Namun jika kita mengunjungi masjid yang berada di Ratatotok, Minahasa Tenggara, Sulawesi Utara ini, ada rasa damai yang hinggap di sanubari. Tak hanya itu, ada kebanggaan yang timbul atas toleransi umat beragama di desa tersebut.
Suatu ketika di tahun 2016, saya mendapatkan kesempatan untuk berkunjung ke Teluk Buyat, Sulawesi Utara. Perairan Teluk Buyat ini begitu indah. Air lautnya berwarna biru jernih. Berbagai jenis ikan dan terumbu karang hidup di dalamnya.
Selain lautnya, daratan di sekitar Teluk Buyat juga indah. Daratannya berbukit-bukit, dan masih banyak pepohonan yang tumbuh. Hijau, menyejukkan mata.

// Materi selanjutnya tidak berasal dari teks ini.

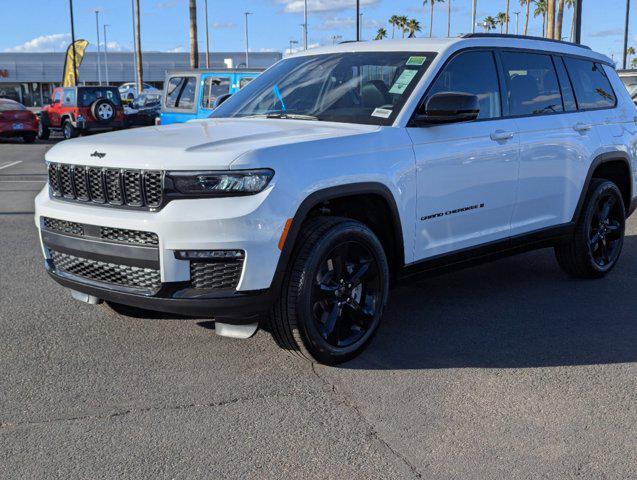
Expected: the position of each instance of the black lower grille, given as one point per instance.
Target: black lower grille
(147, 279)
(216, 274)
(119, 235)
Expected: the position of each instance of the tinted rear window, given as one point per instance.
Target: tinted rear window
(533, 85)
(592, 88)
(181, 92)
(87, 95)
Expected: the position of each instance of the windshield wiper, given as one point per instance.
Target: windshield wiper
(284, 115)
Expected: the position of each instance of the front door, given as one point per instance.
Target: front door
(467, 172)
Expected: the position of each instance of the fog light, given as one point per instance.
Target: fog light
(208, 254)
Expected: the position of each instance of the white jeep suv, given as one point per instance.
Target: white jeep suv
(340, 170)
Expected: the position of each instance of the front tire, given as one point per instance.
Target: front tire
(333, 297)
(597, 242)
(68, 130)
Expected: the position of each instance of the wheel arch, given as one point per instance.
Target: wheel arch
(614, 166)
(316, 200)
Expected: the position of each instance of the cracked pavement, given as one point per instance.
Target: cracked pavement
(508, 370)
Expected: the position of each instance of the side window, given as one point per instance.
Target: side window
(532, 84)
(592, 88)
(474, 73)
(212, 88)
(180, 92)
(565, 82)
(243, 81)
(69, 96)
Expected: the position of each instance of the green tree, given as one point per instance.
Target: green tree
(501, 20)
(394, 21)
(490, 23)
(541, 9)
(412, 27)
(380, 34)
(402, 24)
(527, 4)
(431, 13)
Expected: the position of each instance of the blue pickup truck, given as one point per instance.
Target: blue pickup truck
(191, 94)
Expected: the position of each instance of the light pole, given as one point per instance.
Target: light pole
(626, 34)
(292, 42)
(247, 39)
(207, 40)
(97, 29)
(106, 54)
(305, 25)
(358, 16)
(73, 43)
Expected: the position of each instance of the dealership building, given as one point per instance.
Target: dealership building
(29, 78)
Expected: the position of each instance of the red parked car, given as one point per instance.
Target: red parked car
(17, 121)
(77, 110)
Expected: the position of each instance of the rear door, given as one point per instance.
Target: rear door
(180, 103)
(212, 86)
(467, 172)
(556, 140)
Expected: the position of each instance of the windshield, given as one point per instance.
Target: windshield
(87, 95)
(364, 87)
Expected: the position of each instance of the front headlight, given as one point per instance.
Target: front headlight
(226, 183)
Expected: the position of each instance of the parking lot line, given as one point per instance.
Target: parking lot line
(10, 164)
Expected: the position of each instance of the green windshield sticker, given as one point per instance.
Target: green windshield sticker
(403, 81)
(416, 61)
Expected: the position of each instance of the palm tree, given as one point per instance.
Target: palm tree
(412, 27)
(489, 23)
(526, 3)
(380, 34)
(194, 48)
(394, 21)
(558, 20)
(540, 9)
(431, 13)
(502, 20)
(507, 17)
(402, 24)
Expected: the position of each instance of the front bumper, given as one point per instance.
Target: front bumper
(193, 224)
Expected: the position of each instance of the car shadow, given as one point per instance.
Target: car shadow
(520, 312)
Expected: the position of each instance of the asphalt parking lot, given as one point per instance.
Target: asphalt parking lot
(508, 370)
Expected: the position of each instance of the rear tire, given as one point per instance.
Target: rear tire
(68, 130)
(43, 132)
(332, 298)
(595, 247)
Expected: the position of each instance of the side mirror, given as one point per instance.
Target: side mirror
(220, 99)
(448, 107)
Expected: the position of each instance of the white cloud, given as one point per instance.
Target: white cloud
(296, 6)
(44, 43)
(342, 23)
(223, 25)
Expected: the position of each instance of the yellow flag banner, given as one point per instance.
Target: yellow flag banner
(70, 67)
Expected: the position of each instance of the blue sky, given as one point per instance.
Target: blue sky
(44, 25)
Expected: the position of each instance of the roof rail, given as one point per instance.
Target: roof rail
(522, 37)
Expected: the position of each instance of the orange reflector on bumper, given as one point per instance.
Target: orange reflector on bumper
(284, 233)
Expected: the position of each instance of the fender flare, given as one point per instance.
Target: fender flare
(599, 160)
(330, 193)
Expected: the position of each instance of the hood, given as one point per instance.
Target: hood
(199, 144)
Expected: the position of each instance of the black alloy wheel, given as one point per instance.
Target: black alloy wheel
(597, 241)
(346, 294)
(606, 230)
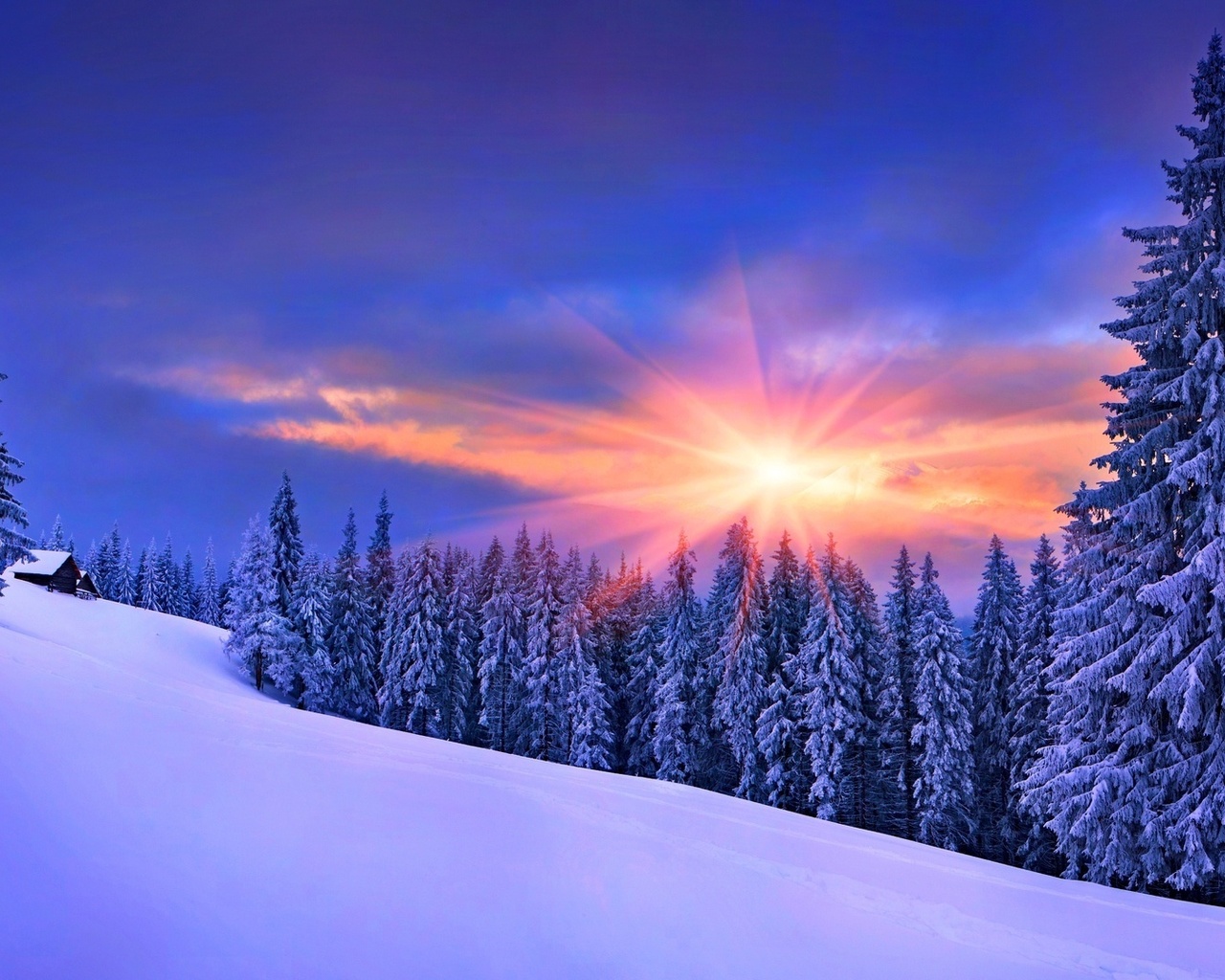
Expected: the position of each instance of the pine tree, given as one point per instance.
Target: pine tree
(148, 585)
(739, 620)
(678, 724)
(413, 650)
(125, 582)
(310, 612)
(209, 600)
(380, 565)
(587, 735)
(501, 661)
(352, 639)
(460, 637)
(944, 733)
(995, 642)
(188, 594)
(635, 629)
(541, 722)
(897, 714)
(287, 542)
(1029, 697)
(1145, 804)
(260, 635)
(15, 544)
(56, 542)
(834, 707)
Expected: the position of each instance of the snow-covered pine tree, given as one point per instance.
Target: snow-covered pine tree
(866, 633)
(56, 541)
(125, 582)
(1146, 805)
(460, 635)
(413, 657)
(148, 586)
(166, 580)
(15, 544)
(258, 634)
(944, 733)
(287, 542)
(637, 630)
(1029, 699)
(188, 587)
(993, 643)
(501, 661)
(896, 701)
(740, 626)
(587, 736)
(380, 565)
(834, 704)
(310, 612)
(541, 722)
(352, 639)
(209, 599)
(678, 725)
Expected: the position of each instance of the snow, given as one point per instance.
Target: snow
(162, 818)
(42, 563)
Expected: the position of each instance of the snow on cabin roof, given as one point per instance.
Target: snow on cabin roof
(44, 563)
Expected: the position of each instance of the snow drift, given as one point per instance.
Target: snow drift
(158, 817)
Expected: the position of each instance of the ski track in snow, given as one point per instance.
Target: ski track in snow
(756, 886)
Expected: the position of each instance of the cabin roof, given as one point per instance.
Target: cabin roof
(44, 563)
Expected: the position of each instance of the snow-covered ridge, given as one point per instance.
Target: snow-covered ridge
(158, 817)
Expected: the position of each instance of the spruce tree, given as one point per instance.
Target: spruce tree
(501, 661)
(896, 700)
(834, 707)
(995, 643)
(310, 612)
(260, 635)
(1145, 805)
(352, 641)
(1029, 699)
(679, 727)
(944, 733)
(15, 544)
(413, 648)
(541, 721)
(209, 599)
(739, 624)
(287, 542)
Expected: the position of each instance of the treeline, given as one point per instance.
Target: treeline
(796, 689)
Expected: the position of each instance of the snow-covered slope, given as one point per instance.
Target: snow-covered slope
(161, 818)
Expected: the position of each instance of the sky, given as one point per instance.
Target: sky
(612, 270)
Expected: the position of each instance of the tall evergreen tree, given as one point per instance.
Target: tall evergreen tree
(834, 705)
(260, 635)
(209, 599)
(310, 612)
(287, 542)
(352, 641)
(542, 721)
(380, 565)
(413, 647)
(896, 699)
(995, 644)
(1029, 699)
(1145, 804)
(944, 733)
(501, 661)
(15, 544)
(679, 727)
(739, 619)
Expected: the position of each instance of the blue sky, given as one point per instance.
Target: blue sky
(201, 201)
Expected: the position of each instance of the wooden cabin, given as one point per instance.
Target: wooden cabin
(56, 571)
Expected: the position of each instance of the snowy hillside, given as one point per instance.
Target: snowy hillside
(158, 817)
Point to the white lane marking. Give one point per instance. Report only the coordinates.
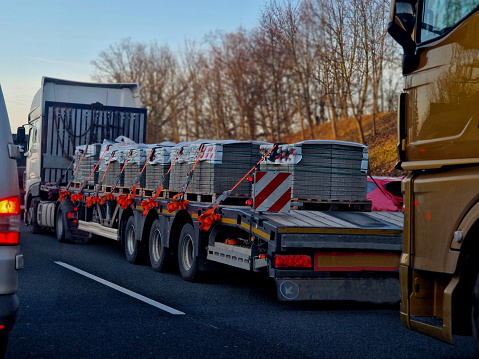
(121, 289)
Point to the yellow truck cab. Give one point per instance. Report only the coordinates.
(438, 141)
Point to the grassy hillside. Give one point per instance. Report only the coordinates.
(382, 147)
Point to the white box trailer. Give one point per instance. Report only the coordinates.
(65, 114)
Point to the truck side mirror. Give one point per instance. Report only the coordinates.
(21, 134)
(401, 27)
(14, 151)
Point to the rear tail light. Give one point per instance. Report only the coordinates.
(10, 221)
(10, 205)
(292, 261)
(9, 238)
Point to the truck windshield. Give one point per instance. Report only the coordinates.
(438, 16)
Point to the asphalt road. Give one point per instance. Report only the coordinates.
(231, 314)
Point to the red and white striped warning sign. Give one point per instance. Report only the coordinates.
(272, 191)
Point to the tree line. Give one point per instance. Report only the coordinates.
(306, 62)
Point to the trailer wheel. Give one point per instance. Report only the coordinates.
(475, 313)
(134, 254)
(60, 226)
(32, 217)
(156, 249)
(187, 260)
(3, 344)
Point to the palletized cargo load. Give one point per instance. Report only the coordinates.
(196, 219)
(322, 170)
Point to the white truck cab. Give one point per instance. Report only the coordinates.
(10, 258)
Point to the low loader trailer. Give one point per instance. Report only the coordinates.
(297, 212)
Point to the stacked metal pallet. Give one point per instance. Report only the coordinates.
(222, 164)
(322, 170)
(114, 166)
(157, 167)
(87, 164)
(134, 166)
(185, 154)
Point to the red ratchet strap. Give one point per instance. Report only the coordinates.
(125, 200)
(95, 199)
(178, 202)
(65, 192)
(110, 196)
(150, 202)
(209, 217)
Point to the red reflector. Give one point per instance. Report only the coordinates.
(292, 261)
(72, 215)
(10, 205)
(9, 238)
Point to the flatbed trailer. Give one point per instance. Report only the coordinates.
(311, 255)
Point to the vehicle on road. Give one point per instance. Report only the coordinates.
(10, 258)
(438, 141)
(195, 219)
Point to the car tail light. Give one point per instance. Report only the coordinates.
(292, 261)
(10, 205)
(9, 238)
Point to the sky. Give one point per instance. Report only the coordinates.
(59, 39)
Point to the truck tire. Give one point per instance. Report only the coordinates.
(475, 313)
(187, 260)
(32, 217)
(3, 344)
(157, 250)
(60, 226)
(133, 249)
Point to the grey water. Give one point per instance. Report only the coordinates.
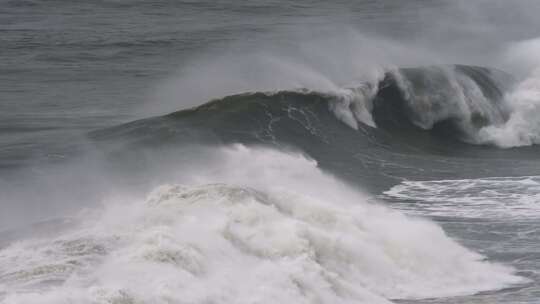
(72, 69)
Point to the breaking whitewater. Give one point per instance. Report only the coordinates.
(254, 198)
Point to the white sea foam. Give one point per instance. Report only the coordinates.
(498, 197)
(256, 226)
(523, 126)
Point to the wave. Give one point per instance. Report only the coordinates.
(252, 225)
(474, 105)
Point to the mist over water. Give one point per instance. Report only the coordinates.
(230, 152)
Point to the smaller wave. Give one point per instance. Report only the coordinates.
(273, 229)
(497, 197)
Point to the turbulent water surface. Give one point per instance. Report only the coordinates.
(269, 151)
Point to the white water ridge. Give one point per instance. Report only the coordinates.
(261, 226)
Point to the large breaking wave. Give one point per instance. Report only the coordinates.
(241, 221)
(471, 104)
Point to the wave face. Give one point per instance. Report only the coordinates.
(240, 210)
(375, 133)
(278, 230)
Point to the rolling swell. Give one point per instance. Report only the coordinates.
(423, 118)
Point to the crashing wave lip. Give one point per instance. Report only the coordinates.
(494, 197)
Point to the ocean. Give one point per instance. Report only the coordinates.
(369, 151)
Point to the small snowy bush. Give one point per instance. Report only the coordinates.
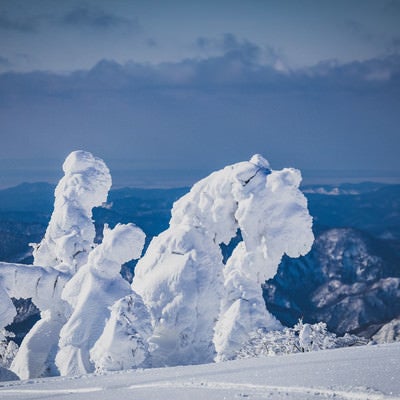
(8, 349)
(301, 338)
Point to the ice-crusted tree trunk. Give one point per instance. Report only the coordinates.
(70, 234)
(124, 341)
(182, 278)
(274, 220)
(91, 292)
(65, 247)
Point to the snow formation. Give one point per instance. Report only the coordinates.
(90, 293)
(188, 304)
(65, 247)
(124, 341)
(182, 277)
(70, 234)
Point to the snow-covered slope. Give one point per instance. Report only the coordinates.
(347, 280)
(368, 372)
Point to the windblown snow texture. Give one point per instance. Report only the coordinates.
(124, 341)
(67, 242)
(182, 277)
(90, 293)
(70, 234)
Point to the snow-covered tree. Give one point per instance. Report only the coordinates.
(301, 338)
(124, 341)
(90, 293)
(182, 278)
(274, 220)
(65, 247)
(70, 234)
(8, 348)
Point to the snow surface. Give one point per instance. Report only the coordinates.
(182, 277)
(70, 234)
(91, 292)
(357, 373)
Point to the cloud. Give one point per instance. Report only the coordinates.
(95, 18)
(23, 25)
(359, 30)
(236, 70)
(230, 47)
(4, 62)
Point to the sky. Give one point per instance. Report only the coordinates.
(167, 91)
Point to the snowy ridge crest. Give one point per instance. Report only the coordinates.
(186, 304)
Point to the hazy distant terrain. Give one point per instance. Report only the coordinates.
(350, 279)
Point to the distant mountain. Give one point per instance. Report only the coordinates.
(350, 279)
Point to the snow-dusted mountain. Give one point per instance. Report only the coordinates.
(350, 278)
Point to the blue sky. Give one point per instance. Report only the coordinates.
(166, 91)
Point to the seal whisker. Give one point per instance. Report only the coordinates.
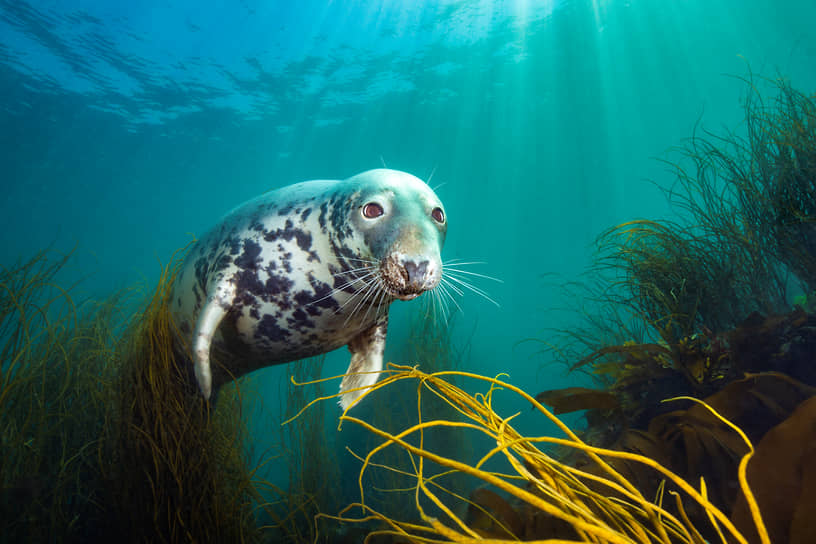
(353, 270)
(373, 292)
(458, 262)
(369, 261)
(447, 283)
(380, 299)
(453, 271)
(369, 290)
(471, 287)
(354, 295)
(342, 287)
(446, 292)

Salah satu pantai yang memiliki potensi wisata yaitu Pantai Lakban. Pantai ini memiliki daratan yang landai, ditambah dengan pohon kelapa yang memanjang mengikuti garis pantainya. Di hadapan pantai, ada deretan pulau yang berjajar.
Saat berkunjung ke Pantai Lakban pada pagi hari, saya sempat menyaksikan kegiatan nelayan setempat. Perahu-perahu nelayan mendarat, setelah pada malam sebelumnya mencari ikan di laut.
Di pantai yang tenang ini saya menjumpai Masjid An Namira, tak jauh dari lokasi para nelayan tadi. Keistimewaan dari masjid ini yaitu berdiri berdekatan dengan Gereja Masehi Injili di Minahasa (GMIM).
Ada dua agama besar yang dianut oleh penduduk Ratatotok, juga masyarakat Minahasa pada umumnya, yakni Islam dan Kristen. Umat dari dua agama ini hidup rukun berdampingan satu dengan yang lain.
Saat umat Kristen merayakan hari besar keagamaan seperti Natal, maka umat Islam turut berjaga-jaga di sekitar lingkungan gereja. Begitu juga sebaliknya saat umat Islam beribadah atau merayakan hari besar keagamaannya seperti Idul Fitri, umat Kristen dengan senang hati berjaga di lingkungan tersebut.
Masyarakat Ratatotok yang sebagian besar berprofesi sebagai nelayan ini, berasal dari berbagai suku. Tidak hanya suku Minahasa, tetapi juga Bolaang Mongondow, Gorontalo, Bugis, hingga Jawa. Mereka hidup rukun satu dengan yang lain.